La révolution militaire : nous sommes prêts maintenant
L'Iran, malgré toutes les pressions exercées par l'Occident, a poursuivi sa stratégie astucieuse de "patience stratégique", qui consiste à maintenir les conflits à l'écart de ses frontières. Cette stratégie s'est fortement axée sur la diplomatie et le commerce, ainsi que sur le "soft power", afin de nouer des relations positives avec ses voisins proches et moins proches.
Derrière cette façade tranquille se profilait toutefois l'évolution vers la "dissuasion active", qui nécessitait une longue préparation militaire et l'entretien d'alliés.
Notre compréhension du monde devenue obsolète
Parfois, très rarement, une révolution militaire peut bouleverser le paradigme stratégique dominant. Telle était la vision fondamentale de Qasem Suleimani. C'est ce qu'implique la "dissuasion active". Le passage à une stratégie susceptible de bouleverser les paradigmes dominants.
Israël et les États-Unis disposent tous deux d'armées traditionnellement beaucoup plus puissantes que leurs adversaires, principalement composés de rebelles ou de révolutionnaires non étatiques de faible ampleur. Ces derniers sont davantage traités comme des insurgés dans le cadre colonial traditionaliste, et pour lesquels une légère puissance de feu est généralement considérée comme suffisante.

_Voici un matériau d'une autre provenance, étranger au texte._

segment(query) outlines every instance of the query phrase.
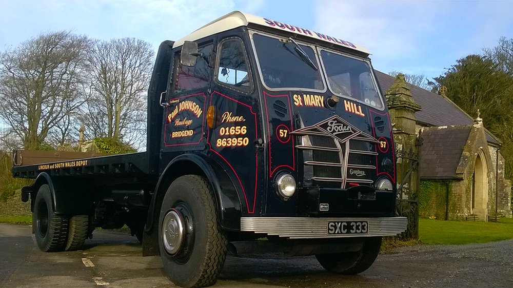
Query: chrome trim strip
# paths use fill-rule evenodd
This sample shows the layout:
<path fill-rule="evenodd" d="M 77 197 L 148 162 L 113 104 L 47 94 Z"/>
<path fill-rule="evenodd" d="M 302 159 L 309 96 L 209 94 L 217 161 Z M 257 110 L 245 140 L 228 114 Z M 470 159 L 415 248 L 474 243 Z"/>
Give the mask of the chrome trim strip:
<path fill-rule="evenodd" d="M 347 165 L 348 168 L 361 168 L 362 169 L 376 169 L 376 166 L 371 165 L 359 165 L 358 164 L 349 164 Z"/>
<path fill-rule="evenodd" d="M 373 155 L 374 156 L 378 155 L 377 152 L 374 152 L 373 151 L 364 151 L 363 150 L 349 150 L 349 153 L 359 154 Z"/>
<path fill-rule="evenodd" d="M 376 141 L 376 140 L 372 139 L 368 139 L 366 137 L 360 137 L 358 136 L 356 136 L 351 138 L 351 140 L 358 140 L 358 141 L 362 141 L 363 142 L 369 142 L 370 143 L 374 143 L 375 144 L 377 144 L 378 143 L 380 142 L 379 141 Z"/>
<path fill-rule="evenodd" d="M 374 183 L 372 180 L 368 179 L 349 179 L 347 178 L 348 182 L 359 182 L 360 183 Z"/>
<path fill-rule="evenodd" d="M 328 234 L 330 222 L 367 221 L 364 234 Z M 262 217 L 241 218 L 241 231 L 275 235 L 289 239 L 354 238 L 394 236 L 406 230 L 406 217 L 313 218 Z"/>
<path fill-rule="evenodd" d="M 315 165 L 318 166 L 331 166 L 333 167 L 342 167 L 343 164 L 342 163 L 336 163 L 334 162 L 321 162 L 320 161 L 305 161 L 305 165 Z"/>
<path fill-rule="evenodd" d="M 296 145 L 295 148 L 299 149 L 311 149 L 312 150 L 322 150 L 324 151 L 339 152 L 339 149 L 334 147 L 325 147 L 322 146 L 310 146 L 309 145 Z"/>
<path fill-rule="evenodd" d="M 313 180 L 315 181 L 336 181 L 337 182 L 344 182 L 344 179 L 342 178 L 330 178 L 329 177 L 312 177 L 310 178 L 311 180 Z"/>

L'Occident, cependant, n'a pas complètement assimilé les révolutions militaires en cours. Un changement radical s'est opéré dans l'équilibre des forces entre innovation de faible technicité et plateformes d'armes complexes et coûteuses (et moins robustes).
Ingrédients additionnels
Deux facteurs supplémentaires ont contribué à faire de la nouvelle approche militaire de l'Iran une véritable mutation : d'une part, un stratège militaire exceptionnel (qui a été assassiné) et, d'autre part, sa capacité à combiner et à appliquer ces nouveaux outils dans une matrice tout à fait novatrice. La fusion de ces deux facteurs - avec les drones et les missiles de croisière de faible technicité - a parachevé la révolution.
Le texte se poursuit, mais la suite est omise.